Estimated reading time: 3 mins
Key takeaways from the blogEnvironmental, Social, and Governance or ESG rating is increasingly important to evaluate a corporate entity’s standing. An ESG-responsible entity is usually safe for business transactions. Corporations seek ESG-responsible entities for responsible investing and for purchasing products and services. Similarly, vendors go the extra mile to consider business credit and revise credit limits for ESG-responsible businesses. Today, ESG rating is equally essential compared to Credit Rating Analysis (CRA) rating. ESG evaluations are tedious to perform, considering the humongous data to be analyzed. Conventionally, ESG-focussed businesses rely on their in-house analysts to identify data from public and private domains voluntarily disclosed. Insights generation and visualization from the data are tedious. The entire rating generation cycle is time-consuming, and the reports are released/refreshed annually. However, investment decisions depend on real-time data. Artificial Intelligence/Machine Learning (AI/ML) enables you to analyze humongous data in real-time.

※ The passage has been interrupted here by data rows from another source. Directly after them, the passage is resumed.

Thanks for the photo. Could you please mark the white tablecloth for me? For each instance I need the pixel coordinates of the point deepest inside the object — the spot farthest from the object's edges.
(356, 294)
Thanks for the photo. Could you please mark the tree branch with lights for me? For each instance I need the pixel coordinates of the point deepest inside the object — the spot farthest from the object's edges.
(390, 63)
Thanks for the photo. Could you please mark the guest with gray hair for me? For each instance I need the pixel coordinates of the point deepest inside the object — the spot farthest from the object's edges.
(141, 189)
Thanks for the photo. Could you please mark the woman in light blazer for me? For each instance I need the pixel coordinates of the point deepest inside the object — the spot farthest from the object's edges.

Environmental, Social, and Governance or ESG rating evaluates a company’s strategy related to the said ESG parameters. It measures a company’s standing vis-à-vis these said parameters. A company with a high ESG rating is safe for potential investments.
The ESG factors include reducing carbon footprint, adopting clean energy resources, supporting social causes psychologically and monetarily, adopting good labor practices and corporate governance, taking responsible geo-political stands, etc.
Corporate entities with high ESG ratings are socially responsible and have a good standing compared to peers. They are safe for investments, have high customer loyalty, and have sustainable business operations. However, interested parties have to be on the lookout for Green Washers.
Green Washing consists of certain practices adopted by business entities to portray a façade of socially and environmentally responsible business dealing in environment-friendly products/services with a holistic approach. They make unsubstantiated claims about their products/services and related to internal and external stakeholders to create a positive impact on the society and the environment compared to market peers. They claim support for employee diversity, inclusive growth, and giving back to the community and the environment while failing to produce auditable evidence.
Artificial Intelligence/Machine Learning (AI/ML) intelligently automates the ESG/CRA evaluations comprising humongous data across the public and private domains. Automating the evaluation process enables running the evaluation cycles almost daily compared to yearly manual analysis. It makes the process stronger and highly accurate delivering real-time evaluation of the ESG and CRA rating compared to the corporate entity’s global peers.
A corporate entity that maintains a high ESG/CRA score has sustainable business practices and turns highly successful in the long run. Such entities are long-term business players that generate tremendous value for self and society. They are wealth creators without any adverse impact on the environment and society. AI/ML-enabled ESG evaluation helps you evaluate the right candidates for foreign direct investment (FDI) and doing business at large.
AI/ML-enabled ESG and CRA evaluations help you to analyze humungous data in public and private domains in real-time for faster business decisions. It enables you to run daily evaluation cycles compared to yearly manual evaluations. The automated processes bring forth a stronger and more accurate analysis that enables you to gain a competitive advantage in the market compared to peers.